The conversion illusion: why empty offices won’t fill Germany’s housing gap

Empty room with large windows
(Photo: Prithan/Depositphotos.com)

The political logic is seductive. Germany's seven largest cities have more than 8.3 million square metres of vacant office space. Those same cities have an acute and worsening housing shortage. From 1st July 2026, investors can apply for grants of up to €30,000 per unit to convert vacant commercial properties into residential apartments, backed by a budget of €300 million for 2026 alone under the new "Gewerbe zu Wohnen" programme. "Vacancies in times of housing shortages are an absolute no-go," Federal Building Minister Verena Hubertz told the mass-market Bild Zeitung. While the name makes it sound straightforward, the market knows it is anything but.

The theoretical potential is real enough.
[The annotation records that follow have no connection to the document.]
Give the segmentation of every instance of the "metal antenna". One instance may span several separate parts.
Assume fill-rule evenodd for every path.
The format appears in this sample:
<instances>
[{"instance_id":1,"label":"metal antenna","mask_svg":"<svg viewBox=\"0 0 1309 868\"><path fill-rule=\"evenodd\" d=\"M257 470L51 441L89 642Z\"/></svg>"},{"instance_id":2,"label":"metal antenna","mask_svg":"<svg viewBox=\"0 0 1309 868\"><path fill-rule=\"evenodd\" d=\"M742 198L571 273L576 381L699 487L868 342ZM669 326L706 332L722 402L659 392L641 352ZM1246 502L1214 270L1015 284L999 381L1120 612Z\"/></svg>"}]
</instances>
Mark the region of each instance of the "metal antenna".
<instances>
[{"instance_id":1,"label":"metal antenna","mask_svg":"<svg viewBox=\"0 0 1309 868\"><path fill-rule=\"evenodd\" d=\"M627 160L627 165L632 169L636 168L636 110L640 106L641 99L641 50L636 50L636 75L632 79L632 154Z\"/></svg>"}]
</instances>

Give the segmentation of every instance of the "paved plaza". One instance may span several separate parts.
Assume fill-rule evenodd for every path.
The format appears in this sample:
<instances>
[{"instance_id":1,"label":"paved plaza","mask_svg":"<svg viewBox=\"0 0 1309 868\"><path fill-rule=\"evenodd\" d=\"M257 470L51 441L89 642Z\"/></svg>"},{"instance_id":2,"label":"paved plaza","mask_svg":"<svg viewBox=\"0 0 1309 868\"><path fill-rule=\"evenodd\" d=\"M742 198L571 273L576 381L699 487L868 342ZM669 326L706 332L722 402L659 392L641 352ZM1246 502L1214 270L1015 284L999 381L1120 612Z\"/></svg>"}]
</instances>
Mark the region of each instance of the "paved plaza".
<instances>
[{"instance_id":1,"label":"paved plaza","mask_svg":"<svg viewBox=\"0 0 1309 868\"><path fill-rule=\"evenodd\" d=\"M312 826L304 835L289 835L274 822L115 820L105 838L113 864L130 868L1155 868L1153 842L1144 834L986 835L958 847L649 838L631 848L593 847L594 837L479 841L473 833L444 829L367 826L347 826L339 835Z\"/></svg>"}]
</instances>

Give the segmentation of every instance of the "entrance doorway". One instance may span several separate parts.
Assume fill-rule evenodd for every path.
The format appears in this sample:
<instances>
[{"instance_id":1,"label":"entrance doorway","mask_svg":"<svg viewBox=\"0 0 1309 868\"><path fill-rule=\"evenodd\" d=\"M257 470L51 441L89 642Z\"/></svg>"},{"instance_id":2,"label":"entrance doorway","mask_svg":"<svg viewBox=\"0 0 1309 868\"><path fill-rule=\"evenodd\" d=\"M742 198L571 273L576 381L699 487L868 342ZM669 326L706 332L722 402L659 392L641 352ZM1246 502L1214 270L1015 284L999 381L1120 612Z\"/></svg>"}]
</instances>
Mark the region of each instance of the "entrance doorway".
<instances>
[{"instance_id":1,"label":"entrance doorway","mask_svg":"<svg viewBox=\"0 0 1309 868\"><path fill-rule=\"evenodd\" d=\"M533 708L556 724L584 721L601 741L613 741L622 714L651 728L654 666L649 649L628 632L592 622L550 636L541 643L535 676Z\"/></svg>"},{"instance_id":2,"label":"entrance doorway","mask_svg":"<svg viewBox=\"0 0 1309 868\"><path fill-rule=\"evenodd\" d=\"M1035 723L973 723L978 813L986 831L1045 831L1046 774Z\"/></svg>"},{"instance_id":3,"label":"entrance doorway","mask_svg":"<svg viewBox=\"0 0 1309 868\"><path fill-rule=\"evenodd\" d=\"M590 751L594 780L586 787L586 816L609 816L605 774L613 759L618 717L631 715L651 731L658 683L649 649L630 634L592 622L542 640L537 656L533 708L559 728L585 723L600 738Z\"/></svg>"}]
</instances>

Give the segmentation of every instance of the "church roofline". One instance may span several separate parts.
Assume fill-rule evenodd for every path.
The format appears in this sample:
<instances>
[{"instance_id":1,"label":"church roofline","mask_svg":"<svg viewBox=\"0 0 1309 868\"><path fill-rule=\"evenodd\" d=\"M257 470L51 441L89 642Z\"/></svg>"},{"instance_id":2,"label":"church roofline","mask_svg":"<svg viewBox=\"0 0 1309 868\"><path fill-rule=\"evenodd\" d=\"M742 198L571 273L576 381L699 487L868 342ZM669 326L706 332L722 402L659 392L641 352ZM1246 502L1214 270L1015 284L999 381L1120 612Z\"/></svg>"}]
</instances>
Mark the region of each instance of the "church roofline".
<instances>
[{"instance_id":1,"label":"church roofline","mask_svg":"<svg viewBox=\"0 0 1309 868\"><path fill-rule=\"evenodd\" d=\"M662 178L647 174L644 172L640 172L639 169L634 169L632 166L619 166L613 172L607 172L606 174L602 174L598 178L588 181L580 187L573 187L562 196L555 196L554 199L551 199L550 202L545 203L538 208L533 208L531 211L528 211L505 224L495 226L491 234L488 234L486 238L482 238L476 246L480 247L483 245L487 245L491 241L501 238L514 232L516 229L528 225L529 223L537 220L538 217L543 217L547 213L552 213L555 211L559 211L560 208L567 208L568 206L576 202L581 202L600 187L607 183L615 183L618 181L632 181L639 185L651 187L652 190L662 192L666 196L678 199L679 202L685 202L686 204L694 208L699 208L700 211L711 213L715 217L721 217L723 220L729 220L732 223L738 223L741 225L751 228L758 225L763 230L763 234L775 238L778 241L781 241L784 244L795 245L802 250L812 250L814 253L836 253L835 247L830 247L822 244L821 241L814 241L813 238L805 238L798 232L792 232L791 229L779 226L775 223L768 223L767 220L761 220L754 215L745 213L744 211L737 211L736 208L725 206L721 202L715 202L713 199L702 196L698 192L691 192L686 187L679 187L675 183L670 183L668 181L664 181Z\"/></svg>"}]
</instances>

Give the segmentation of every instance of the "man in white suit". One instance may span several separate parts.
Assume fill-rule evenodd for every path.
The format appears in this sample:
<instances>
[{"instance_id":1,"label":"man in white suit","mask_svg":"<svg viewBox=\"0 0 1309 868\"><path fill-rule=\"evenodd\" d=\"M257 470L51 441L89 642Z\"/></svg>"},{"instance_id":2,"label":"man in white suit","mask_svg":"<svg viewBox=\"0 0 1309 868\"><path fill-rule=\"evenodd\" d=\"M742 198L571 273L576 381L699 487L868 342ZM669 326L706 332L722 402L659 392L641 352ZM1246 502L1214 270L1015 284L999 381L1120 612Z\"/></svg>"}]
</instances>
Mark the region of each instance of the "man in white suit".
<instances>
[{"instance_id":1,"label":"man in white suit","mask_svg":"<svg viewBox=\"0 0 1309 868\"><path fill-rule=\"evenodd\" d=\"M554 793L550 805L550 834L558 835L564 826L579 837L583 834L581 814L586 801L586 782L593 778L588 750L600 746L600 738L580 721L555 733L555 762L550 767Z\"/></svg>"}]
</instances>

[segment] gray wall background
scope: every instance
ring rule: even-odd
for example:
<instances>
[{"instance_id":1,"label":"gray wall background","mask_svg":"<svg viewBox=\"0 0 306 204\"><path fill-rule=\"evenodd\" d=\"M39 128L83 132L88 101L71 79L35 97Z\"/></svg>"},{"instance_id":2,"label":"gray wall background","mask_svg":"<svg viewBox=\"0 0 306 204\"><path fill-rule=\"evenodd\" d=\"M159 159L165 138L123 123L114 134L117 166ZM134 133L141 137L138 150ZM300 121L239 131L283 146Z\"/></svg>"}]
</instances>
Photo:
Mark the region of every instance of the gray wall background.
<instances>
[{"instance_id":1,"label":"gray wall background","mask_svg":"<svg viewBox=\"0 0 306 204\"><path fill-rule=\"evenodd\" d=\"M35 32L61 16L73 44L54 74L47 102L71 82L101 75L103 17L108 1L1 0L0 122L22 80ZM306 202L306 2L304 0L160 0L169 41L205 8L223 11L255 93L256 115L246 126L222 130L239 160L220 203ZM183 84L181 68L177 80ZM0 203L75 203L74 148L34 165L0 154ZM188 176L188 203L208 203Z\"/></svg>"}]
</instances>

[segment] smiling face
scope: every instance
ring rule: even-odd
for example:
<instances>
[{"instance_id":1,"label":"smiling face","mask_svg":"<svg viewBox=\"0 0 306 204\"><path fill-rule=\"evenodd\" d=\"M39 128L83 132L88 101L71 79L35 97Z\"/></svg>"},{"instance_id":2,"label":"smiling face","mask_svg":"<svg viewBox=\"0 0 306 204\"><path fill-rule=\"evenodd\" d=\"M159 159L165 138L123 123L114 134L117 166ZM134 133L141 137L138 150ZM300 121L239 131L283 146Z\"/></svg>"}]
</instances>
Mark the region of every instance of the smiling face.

The ifo-Institute estimates that up to 60,000 apartments could be created in Germany's seven largest cities if technically feasible vacant office space were converted. Drees & Sommer puts the national potential at around 152,000 units. Munich's incoming mayor Dominik Krause, who made conversion a centrepiece of his election campaign, cites 1.8 million square metres of vacant office space in the Bavarian capital alone, with the potential for at least 10,000 apartments. Several projects are already in the pipeline, including the conversion of four of Munich's iconic Ten Towers on Leuchtenbergring, where planning approval has been granted for more than 400 units.